Bulletproof pre-publish polish: SDK fixes, server hardening, /metrics, integration tests#1
Merged
Merged
Conversation
Client SDK fixes: - stripQueryParams now strips URL fragment (#hash) in addition to ?query, so hash-route state can't leak into stored paths - auto-track listens for hashchange so hash-routed SPAs emit pageviews - TTFB now also observed via PerformanceObserver navigation entries; the synchronous read at init returned 0 if the nav entry wasn't ready yet - Analytics fires a fresh pageview on bfcache restore (pageshow.persisted), so we no longer emit a pageleave with no matching pageview - performance.ts: hoist cleanup ahead of flush to avoid TDZ-fragile capture Package hygiene for npm: - sideEffects: false for tree-shaking - engines.node >=18 - publishConfig.access: public - move README/LICENSE copy from prepublishOnly to prepack so npm pack also reproduces a complete tarball - include README.md and LICENSE in the files allowlist alongside dist/ Docs: - README: operator hardening checklist (ADMIN_TOKEN, ALLOWED_SITES, rate limit at proxy, x-country trust, access log retention) - README: privacy notes warning consumers about path-segment PII and arbitrary track() props - env examples: revert ALLOWED_SITES to commented-out default, matching the public-OSS plug-and-play story
…isory Add per-field validation at the ingest boundary so the 16KB body limit can't be spent stuffing one giant value into an indexed column, and so malformed metric floats can't poison stats queries: - site_id: 1..=64 chars - path: 1..=2048 chars - referrer: <=253 chars - event name: 1..=64 chars - performance metrics: NaN / +-Infinity dropped (Postgres percentile_cont panics on NaN, and the values are useless either way) - x-country: require ASCII alpha, length 2 (previously any 2-byte unicode would slip through and be uppercased) Cover the new logic with unit tests in `types::tests`. Also add `server/.cargo/audit.toml` ignoring RUSTSEC-2023-0071. The `rsa` Marvin-attack advisory reaches us only via `sqlx-mysql`, which we disable at compile time (`sqlx` is built with `default-features = false` and only the `postgres` driver). `cargo audit` reads `Cargo.lock` and flags the unused crate anyway. The note documents the rationale and flags revisiting once `rsa >= 0.10` ships.
…shutdown Defense-in-depth pass. Everything ships on by default with sensible limits; operators can dial it down via env.
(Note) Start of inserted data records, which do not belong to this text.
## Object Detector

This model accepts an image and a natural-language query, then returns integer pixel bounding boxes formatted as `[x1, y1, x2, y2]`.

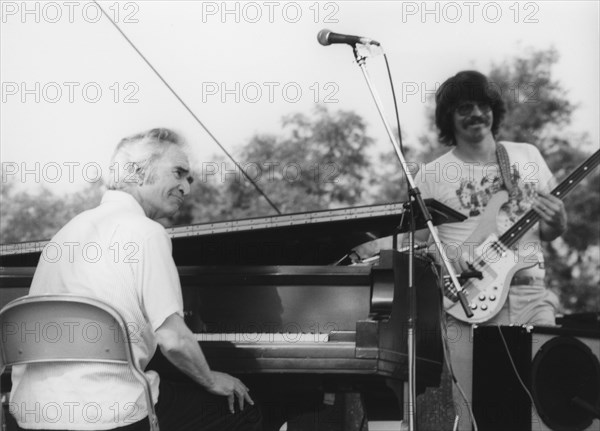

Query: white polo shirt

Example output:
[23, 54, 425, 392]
[10, 191, 183, 430]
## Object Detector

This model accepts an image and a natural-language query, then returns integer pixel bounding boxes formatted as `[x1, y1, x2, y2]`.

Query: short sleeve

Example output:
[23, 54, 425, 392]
[531, 145, 556, 192]
[139, 231, 183, 331]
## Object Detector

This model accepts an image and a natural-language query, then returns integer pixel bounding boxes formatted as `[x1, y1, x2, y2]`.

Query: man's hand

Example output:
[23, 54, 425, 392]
[532, 192, 567, 241]
[206, 371, 254, 413]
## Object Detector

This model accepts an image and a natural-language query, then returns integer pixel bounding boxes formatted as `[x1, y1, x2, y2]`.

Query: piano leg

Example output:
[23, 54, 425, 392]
[287, 392, 369, 431]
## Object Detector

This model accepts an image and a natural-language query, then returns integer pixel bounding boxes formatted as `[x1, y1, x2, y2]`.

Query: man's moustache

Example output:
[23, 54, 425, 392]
[465, 117, 489, 127]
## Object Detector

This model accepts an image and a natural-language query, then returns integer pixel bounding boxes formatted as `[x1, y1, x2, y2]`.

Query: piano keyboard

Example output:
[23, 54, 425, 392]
[194, 332, 329, 344]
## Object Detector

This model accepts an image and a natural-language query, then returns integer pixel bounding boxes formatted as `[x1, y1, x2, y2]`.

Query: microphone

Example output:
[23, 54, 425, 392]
[317, 29, 379, 46]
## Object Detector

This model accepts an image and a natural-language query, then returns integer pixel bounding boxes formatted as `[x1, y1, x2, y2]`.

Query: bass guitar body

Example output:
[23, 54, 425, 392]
[444, 190, 538, 323]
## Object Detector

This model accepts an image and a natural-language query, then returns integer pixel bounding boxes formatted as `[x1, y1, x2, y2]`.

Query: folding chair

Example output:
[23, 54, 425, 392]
[0, 294, 159, 431]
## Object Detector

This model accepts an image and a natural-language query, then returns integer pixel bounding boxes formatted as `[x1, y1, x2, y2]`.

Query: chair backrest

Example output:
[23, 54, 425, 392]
[0, 294, 158, 431]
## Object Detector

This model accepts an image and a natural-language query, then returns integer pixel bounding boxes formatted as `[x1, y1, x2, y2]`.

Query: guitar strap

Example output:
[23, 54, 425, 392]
[496, 142, 517, 197]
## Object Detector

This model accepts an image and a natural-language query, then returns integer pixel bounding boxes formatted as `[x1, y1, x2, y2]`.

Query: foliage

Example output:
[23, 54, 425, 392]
[174, 106, 372, 224]
[0, 182, 104, 244]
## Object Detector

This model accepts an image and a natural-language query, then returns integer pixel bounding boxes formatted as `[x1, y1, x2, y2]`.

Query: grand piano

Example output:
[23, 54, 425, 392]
[0, 200, 463, 430]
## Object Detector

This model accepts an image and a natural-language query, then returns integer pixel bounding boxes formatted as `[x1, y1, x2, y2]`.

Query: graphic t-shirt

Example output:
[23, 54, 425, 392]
[415, 142, 554, 277]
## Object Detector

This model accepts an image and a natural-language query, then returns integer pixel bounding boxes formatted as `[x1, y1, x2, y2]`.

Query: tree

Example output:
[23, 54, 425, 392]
[0, 181, 104, 244]
[218, 106, 373, 218]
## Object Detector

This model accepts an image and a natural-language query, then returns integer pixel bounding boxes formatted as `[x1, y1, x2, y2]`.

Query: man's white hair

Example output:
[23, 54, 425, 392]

Per-IP rate limiting (tower_governor with SmartIpKeyExtractor): - /collect: 60 burst, ~120 req/min steady — generous because SPAs fire pageleave + pageview close together on every route change - /contact: 3 burst, ~5 req/min — tight, this endpoint sends real email through Resend and is the obvious abuse target - Reads X-Forwarded-For / X-Real-IP first, falls back to TCP peer via ConnectInfo<SocketAddr>. Make sure a reverse proxy sets one of those. CORS: - /collect keeps Any origin (browsers POST from every embedding site) - /stats/* honors STATS_ORIGINS env (comma-separated list). Defaults to Any to avoid breaking existing setups, but the README now nudges operators to lock it down to their dashboard origin. Security response headers (always on): - X-Content-Type-Options: nosniff - Referrer-Policy: no-referrer - X-Frame-Options: DENY HSTS gated on BEHIND_TLS=1 so it doesn't ship on plain-HTTP dev hosts. Reliability: - 15s request timeout via TimeoutLayer — bounds tail latency on a slow Postgres so the pool can't get pinned forever. - Graceful shutdown on SIGTERM/SIGINT via with_graceful_shutdown so in-flight inserts get a chance to drain instead of being killed mid- query during a deploy. Config: - New env vars STATS_ORIGINS, BEHIND_TLS documented in README and deploy/pagetally.env.example. Tests: cargo test 12 pass, clippy --all-targets -D warnings clean, cargo audit clean (modulo the previously-documented inert RUSTSEC-2023-0071).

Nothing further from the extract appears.